Thursday, February 12, 2009

Disassembling a Crosman Model 130 Pistol Part 2

Continuing the disassembly...

The piston head does not seem to be original? I'd love some opinions on that as it should have a pump cup, not an o-ring?

Loosening the lock nut.

The pump head taken apart.

Some time ago I had replaced the worn transfer tube seal with some poly tube.

The cocking knob. It's scarred up already from being disassembled previously by the first owner.

I gently gripped it with some ignition pliers and unscrewed it. If it were in better shape I'd have used some copper or aluminum sheet to protect it from the plier jaws. I'm going to refinish the knob.

Once removed.

The knob also locks the stem into the hammer.

The valve is pushed out the front of the tube.

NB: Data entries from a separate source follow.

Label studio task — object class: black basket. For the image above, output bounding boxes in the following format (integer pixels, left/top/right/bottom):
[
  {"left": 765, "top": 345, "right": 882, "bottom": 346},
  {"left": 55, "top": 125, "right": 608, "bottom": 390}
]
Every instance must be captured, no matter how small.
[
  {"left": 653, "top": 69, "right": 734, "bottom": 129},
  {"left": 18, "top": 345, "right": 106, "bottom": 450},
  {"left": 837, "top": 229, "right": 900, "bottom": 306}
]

Not the same valve as shown in the Crosman drawings, rather than a cap, a pin. That staked washer retains one of two o-rings that seal the pin. I will not be removing that washer.

The body unscrews.

The intake valve.

Spring.

I pushed (not punched!) the pin out.

The valve pin.

There was a washer retaining an o-ring inside the valve. Now to clean it up, replace the o-rings and reassemble...

2 comments:

Anonymous said...

Know its been a while since you posted this-thanks BTW, VERY helpful. To your earlier question: "The piston head does not seem to be original? I'd love some opinions on that as it should have a pump cup, not an o-ring?"

Correct. It is a pump cup. Disassembling my father's 130 from 1954. All original and has a pump cup.

Anonymous said...

Just some helpful resource hints if anyone is looking to work on their own Crosman 130s.

It looks like this is a Crosman 130 first variant which has a "knock open" valve and external cocking knob. The diagram for the 130 on the Crosman site is for the second variant which is "self cocking" with a "blow open" valve and no cocking pin or knob.

It also appears that the valve in the first variant 130 is the same valve used in the Crosman 105/106; however, a different hammer and cocking mechanism is used for the Crosman 130.

Finally, the O ring piston appears to be the original piston. However, if the gun was factory serviced, the O ring piston might have been replaced for a cup piston. That might explain why some Crosman 130s have O ring pistons and some have cup pistons.